Back in February,
I wrote about Patrick Murphy won $7.5 million dollars from Wal-Mart. Murphy has cerebral palsy and he alleged that the company moved him from the pharmacy to garbage duty in order to get rid of him.
Thanks to Kevin at Always Low Prices I see that the verdict has been reduced to $2.8 million. However, running through some his links I came across a report on the verdict and it's actually incredibly damining to Wal-Mart.
This is a summation of Judge James Orenstein's opinion on Wal-Mart as
quoted in the New York Law Journal:
He found that in dealing with Brady, the company had not adhered to a consent decree it entered into with the Equal Employment Opportunity Commission in 2001 requiring it to train managers and change hiring practices.
"The most generous conclusion I could draw ... was that the Wal-Mart employees who testified are well-intentioned people whom the company willfully failed to provide with sufficient training to abide by the anti-discrimination law," Orenstein wrote.
"The result," he concluded, "was that Brady was subjected to the kind of discrimination against the disabled that both the law and the prior consent decree was designed to prevent."
He reduced the verdict because the punitive damage award had no chance of preventing Wal-Mart from breaking the law in the future:
Under federal anti-discrimination law, punitive damages are calculated according to the size of the employer.
"The statute calibrates its caps on punitive damages to reflect the size of the employer whose misconduct is to be punished -- a scheme that would appear designed to assure that the civil punishment imposed on a corporate offender is meaningful but not fatal," the magistrate judge held.
Violators with 15 to 100 employees would pay no more than $50,000, for instance. Those with 500 or more employees, like Wal-Mart, the world's largest retailer, would pay up to $300,000.

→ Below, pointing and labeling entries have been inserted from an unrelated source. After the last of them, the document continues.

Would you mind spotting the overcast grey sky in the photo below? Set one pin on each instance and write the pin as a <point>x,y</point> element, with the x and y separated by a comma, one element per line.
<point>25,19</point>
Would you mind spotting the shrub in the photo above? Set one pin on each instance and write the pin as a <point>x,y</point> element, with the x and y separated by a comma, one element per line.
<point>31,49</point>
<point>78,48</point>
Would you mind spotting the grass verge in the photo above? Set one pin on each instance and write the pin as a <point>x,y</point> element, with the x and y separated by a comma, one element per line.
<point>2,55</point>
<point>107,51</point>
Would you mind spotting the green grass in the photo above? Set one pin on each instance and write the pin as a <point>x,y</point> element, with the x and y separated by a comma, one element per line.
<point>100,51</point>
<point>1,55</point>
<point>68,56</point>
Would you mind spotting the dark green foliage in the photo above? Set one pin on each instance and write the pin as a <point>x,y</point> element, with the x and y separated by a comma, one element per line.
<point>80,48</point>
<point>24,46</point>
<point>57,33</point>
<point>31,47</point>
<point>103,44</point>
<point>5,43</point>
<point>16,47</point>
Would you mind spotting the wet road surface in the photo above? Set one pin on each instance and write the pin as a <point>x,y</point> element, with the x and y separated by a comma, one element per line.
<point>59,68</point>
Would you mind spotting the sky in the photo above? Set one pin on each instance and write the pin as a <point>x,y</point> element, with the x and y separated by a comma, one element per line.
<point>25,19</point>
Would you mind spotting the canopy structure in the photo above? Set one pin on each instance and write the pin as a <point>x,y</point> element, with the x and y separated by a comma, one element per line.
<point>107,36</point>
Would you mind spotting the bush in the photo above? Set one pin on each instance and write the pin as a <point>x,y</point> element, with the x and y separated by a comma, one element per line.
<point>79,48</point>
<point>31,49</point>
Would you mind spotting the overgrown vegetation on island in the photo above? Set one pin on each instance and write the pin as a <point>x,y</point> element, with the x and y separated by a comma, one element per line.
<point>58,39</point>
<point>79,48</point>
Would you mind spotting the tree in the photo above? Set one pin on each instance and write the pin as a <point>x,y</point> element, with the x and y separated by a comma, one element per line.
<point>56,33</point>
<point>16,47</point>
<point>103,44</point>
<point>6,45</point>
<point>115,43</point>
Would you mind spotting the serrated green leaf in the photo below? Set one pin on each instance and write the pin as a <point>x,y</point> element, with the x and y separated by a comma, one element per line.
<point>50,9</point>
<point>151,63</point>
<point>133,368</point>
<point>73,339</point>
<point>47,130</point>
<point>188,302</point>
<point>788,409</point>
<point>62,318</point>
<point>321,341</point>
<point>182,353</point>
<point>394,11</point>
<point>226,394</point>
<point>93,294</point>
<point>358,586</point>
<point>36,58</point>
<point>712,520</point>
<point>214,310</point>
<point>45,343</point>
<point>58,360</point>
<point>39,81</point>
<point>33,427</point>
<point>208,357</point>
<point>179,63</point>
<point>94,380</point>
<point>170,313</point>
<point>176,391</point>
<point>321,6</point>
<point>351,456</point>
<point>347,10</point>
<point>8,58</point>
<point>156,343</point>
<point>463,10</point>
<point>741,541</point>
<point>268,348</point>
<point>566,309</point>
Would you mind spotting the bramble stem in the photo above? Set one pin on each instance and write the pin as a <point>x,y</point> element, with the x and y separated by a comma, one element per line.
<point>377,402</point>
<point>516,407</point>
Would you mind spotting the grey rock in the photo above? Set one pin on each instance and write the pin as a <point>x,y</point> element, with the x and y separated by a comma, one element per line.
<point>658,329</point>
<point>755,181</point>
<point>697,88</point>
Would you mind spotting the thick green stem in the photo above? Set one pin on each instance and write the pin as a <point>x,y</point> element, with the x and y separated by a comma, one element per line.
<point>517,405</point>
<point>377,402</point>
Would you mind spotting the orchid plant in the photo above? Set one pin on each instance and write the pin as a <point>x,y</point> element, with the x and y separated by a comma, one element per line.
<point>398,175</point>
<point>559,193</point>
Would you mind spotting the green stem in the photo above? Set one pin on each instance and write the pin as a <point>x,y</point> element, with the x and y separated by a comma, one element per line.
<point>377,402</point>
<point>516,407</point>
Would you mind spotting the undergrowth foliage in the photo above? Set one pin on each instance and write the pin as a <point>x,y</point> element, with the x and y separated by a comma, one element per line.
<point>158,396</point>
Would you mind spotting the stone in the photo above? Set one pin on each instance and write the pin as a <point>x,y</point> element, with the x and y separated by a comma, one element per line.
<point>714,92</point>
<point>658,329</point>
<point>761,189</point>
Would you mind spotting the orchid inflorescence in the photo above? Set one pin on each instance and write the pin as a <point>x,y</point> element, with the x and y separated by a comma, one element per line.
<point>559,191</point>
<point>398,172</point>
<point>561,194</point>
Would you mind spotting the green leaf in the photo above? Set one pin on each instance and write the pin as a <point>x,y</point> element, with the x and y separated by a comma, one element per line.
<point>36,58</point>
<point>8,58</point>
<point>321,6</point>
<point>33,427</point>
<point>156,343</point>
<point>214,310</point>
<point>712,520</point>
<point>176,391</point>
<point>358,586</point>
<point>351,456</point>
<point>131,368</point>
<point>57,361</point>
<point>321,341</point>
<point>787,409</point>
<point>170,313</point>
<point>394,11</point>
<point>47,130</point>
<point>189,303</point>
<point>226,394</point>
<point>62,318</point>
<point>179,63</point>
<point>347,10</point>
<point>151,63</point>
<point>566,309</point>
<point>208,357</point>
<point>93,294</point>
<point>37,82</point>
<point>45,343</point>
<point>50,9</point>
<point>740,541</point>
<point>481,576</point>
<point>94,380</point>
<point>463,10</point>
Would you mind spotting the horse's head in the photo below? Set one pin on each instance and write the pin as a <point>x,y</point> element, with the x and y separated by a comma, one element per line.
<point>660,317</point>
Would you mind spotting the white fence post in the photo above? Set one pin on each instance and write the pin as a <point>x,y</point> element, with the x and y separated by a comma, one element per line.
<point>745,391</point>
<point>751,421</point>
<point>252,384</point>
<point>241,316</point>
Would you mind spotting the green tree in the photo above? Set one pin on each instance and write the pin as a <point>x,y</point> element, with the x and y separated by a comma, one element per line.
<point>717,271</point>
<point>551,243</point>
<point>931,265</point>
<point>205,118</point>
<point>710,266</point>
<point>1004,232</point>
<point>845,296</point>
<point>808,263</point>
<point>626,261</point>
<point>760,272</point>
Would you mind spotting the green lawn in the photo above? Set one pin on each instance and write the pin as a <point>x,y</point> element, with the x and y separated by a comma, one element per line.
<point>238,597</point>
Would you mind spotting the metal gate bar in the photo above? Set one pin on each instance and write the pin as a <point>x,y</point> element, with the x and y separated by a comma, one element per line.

"There is no meaningful sense in which such an award can be considered punishment," Orenstein wrote, pointing out that Wal-Mart had $300,000 in sales every 37 seconds last year.
"In essence then," he continued, "most companies can be punished if they intentionally discriminate on the basis of disability ... but the biggest companies that do so are effectively beyond the law's reach."
Orenstein concludes:
"The preceding ruling respects the law...but it does not achieve a just result."
Happy 4th of July everybody! Wal-Mart has the freedom to treat its employees however it likes without serious punishment. At least Patrick Brady was still free to sue. How long will that last?